What is wrong with my Tape-Equilibrium solutions performance for Codility

Question

Here is my solution that doesn't pass the performance requirements. As far as I can tell it is similar to other solutions I have looked up:

function solution(A) {
    let slice = A.slice(1,A.length);
    let firstSliceSum = A[0];
    let lastSliceSum = slice.reduce((a, b) => a + b);
    let smallestValue = Math.abs(firstSliceSum-lastSliceSum);
    for(let i=1;i<A.length-1;i++){
        let shift = slice.shift();
        firstSliceSum=firstSliceSum+shift;
        lastSliceSum=lastSliceSum-shift;
        let diff = Math.abs(firstSliceSum-lastSliceSum);
        if(diff<smallestValue)smallestValue=diff;
    }
    return smallestValue;
}

It just has one for loop that iterates the elements, not counting the initial "reduce" function. I have seen similar Java solutions that are supposed to pass with 100%. Link to the challenge : https://app.codility.com/programmers/lessons/3-time_complexity/tape_equilibrium/

Answer 1

A couple of issues here.

• As pointed out, you are using shift() inside a loop which has a time complexity of O(n). ultimately making your code O(n²).
• Second, you are considering the first index 0 sum as well whereas the constraints mentioned say for any 0 < P < N.

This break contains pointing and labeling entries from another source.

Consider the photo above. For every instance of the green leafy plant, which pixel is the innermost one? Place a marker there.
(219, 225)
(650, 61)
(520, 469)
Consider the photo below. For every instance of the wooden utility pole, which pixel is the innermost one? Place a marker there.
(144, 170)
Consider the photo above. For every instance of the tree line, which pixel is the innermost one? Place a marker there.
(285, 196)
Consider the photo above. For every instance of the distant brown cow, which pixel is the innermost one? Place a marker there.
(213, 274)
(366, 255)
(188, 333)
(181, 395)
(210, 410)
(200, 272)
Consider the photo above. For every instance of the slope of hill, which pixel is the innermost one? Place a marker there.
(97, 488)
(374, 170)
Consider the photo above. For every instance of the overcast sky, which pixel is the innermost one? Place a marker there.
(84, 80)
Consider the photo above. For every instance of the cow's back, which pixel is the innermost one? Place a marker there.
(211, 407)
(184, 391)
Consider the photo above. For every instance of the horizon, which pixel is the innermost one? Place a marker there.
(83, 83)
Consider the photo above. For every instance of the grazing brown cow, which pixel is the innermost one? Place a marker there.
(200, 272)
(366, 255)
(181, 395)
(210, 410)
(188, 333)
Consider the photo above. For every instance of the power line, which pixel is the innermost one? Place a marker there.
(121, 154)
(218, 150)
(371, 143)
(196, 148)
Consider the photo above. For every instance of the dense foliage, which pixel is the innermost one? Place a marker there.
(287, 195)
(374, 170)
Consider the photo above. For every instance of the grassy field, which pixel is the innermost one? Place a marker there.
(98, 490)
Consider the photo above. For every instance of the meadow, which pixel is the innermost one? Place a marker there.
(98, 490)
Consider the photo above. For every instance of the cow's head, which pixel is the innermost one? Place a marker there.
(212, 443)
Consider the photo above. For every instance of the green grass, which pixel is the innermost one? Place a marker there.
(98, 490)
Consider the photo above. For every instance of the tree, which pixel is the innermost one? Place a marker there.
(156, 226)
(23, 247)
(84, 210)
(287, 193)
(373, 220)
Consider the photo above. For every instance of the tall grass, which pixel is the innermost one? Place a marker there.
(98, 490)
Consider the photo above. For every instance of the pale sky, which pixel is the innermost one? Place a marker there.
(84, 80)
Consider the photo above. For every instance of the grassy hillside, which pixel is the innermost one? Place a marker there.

Quoting from the problem statement mentioned there:

Any integer P, such that 0 < P < N, splits this tape into two non-empty parts: A[0], A[1], ..., A[P − 1] and A[P], A[P + 1], ..., A[N − 1].

• So you will have to calculate from 1 till A.length-1.

Snippet:

function solution(A) {
  let slice = A.slice(1, A.length);
  let firstSliceSum = A[0];
  let lastSliceSum = slice.reduce((a, b) => a + b);
  let smallestValue = -1;
  for (let i = 1; i < A.length; i++) {
    let diff = Math.abs(firstSliceSum - lastSliceSum);
    if (smallestValue == -1 || diff < smallestValue) smallestValue = diff;
    firstSliceSum += A[i];
    lastSliceSum -= A[i];
  }
  return smallestValue;
}

console.log(solution([3, 1, 2, 4, 3]));

• In the above(correct code), we initialize the smallestValue to -1 as absolute value can't go negative.
• In the loop, we avoid .shift() and just take the differences of firstSliceSum and lastSliceSum.
• Later, we reduce A[i] from lastSliceSum and add it to firstSliceSum as we need to consider A[i] for next upcoming split and remove it from right part of the split.